A person could zip them all up and have
only 1 file to PUT less PUTs into SAFE storage. But, if that creates a ZIP file over 1GB in size, extracting 1 file out of that archive for use likely involves pulling that entire 1GB file down from the internet in order to find the “file index” saved at the end of the ZIP file.
I propose making a copy of the content-index as a separate file. It would be important to duplicate the ZIP file’s header (with the whole archive’s CRC-32) for validation, and then the central directory records would be duplicated in this external file. Maybe a file extension of *.netzip would be good for this index file. This pair of files would usually have the same filename and be kept together (when using a logical file path - good for traditional servers, or the psuedo-drive that a MAID disk is showing to a computer)
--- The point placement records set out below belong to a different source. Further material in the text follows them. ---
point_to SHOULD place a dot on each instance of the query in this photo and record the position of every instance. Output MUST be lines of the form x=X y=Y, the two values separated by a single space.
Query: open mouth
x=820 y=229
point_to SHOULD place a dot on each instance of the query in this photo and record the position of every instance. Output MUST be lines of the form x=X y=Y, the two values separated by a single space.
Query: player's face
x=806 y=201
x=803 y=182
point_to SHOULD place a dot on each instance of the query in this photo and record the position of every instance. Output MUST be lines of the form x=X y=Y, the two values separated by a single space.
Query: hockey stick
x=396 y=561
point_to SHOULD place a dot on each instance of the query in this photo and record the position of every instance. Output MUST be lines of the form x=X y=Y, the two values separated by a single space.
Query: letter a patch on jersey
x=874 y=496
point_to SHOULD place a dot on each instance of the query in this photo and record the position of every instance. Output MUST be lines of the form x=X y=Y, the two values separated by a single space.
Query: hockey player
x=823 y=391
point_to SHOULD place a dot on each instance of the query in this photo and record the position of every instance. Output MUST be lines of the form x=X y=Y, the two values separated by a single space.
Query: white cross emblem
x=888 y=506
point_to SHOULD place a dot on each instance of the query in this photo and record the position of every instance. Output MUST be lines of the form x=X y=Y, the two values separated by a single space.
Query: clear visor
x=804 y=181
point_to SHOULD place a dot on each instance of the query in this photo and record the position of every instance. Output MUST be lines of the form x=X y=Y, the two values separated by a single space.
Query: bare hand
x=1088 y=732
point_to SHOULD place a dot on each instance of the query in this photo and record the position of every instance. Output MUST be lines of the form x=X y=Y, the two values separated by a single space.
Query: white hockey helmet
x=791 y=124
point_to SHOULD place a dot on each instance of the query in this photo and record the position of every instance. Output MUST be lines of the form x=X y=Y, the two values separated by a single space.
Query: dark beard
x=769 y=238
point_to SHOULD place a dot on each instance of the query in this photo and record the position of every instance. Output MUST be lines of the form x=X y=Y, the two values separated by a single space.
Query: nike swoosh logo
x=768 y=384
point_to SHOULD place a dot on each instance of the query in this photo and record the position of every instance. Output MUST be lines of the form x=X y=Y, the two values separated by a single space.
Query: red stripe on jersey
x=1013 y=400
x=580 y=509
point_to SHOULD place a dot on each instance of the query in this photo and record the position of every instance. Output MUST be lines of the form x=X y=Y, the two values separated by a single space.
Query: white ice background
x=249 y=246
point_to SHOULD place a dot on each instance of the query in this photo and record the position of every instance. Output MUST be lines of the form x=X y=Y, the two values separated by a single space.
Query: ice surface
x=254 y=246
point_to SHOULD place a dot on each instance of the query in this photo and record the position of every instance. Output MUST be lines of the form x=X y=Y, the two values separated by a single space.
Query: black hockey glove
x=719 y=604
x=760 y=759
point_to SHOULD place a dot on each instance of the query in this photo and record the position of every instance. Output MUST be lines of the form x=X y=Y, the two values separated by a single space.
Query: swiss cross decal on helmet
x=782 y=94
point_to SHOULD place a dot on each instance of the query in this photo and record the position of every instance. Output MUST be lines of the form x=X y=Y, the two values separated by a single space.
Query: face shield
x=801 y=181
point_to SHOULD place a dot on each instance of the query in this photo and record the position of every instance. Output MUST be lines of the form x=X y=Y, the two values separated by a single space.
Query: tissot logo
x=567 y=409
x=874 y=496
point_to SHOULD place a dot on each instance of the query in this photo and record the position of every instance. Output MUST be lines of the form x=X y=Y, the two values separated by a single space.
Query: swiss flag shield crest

- A small index-only file could be downloaded quickly, and it would have references to the byte-locations of the files within the archive that a user is actually wanting.
- If the SAFE Network is implemented in such a way that in-file read-pointers could be managed, or in similar fashion to RESUME-able download requests that ask for 300 KB starting at Byte 85,000 of a 1GB file, we could reduce unneeded data transmission over the Network.
This 2-file archive can also reduce the number of PUTs that a user would need to pay for when storing archived data (which may ease the wide adoption of the SAFE Network as a storage platform for everyday users).Each 1MB chunk is a PUT
The ZIP may be less total MB (less PUTs) and slack-space of less-than-1MB files is reduced (similar to a file’s size-on-disk being affected by sector size)
- ZIP is a good candidate format to start with because changed files are traditionally added to the end of the archive without purging the old contents - just rewriting the index to point to the new start location, much like multi-session writable CDs.
- If downloaded, the full ZIP file (without its external index file) would still function as a traditional ZIP file.
- This type of archive file would be best for large quantities of small filesize files that are read and not changed.
- If the zip contents were changed, the external index would need to be updated accordingly.
Please note, this should be considered a draft. I’m hoping to work out the details along with all of you in the community. Thanks!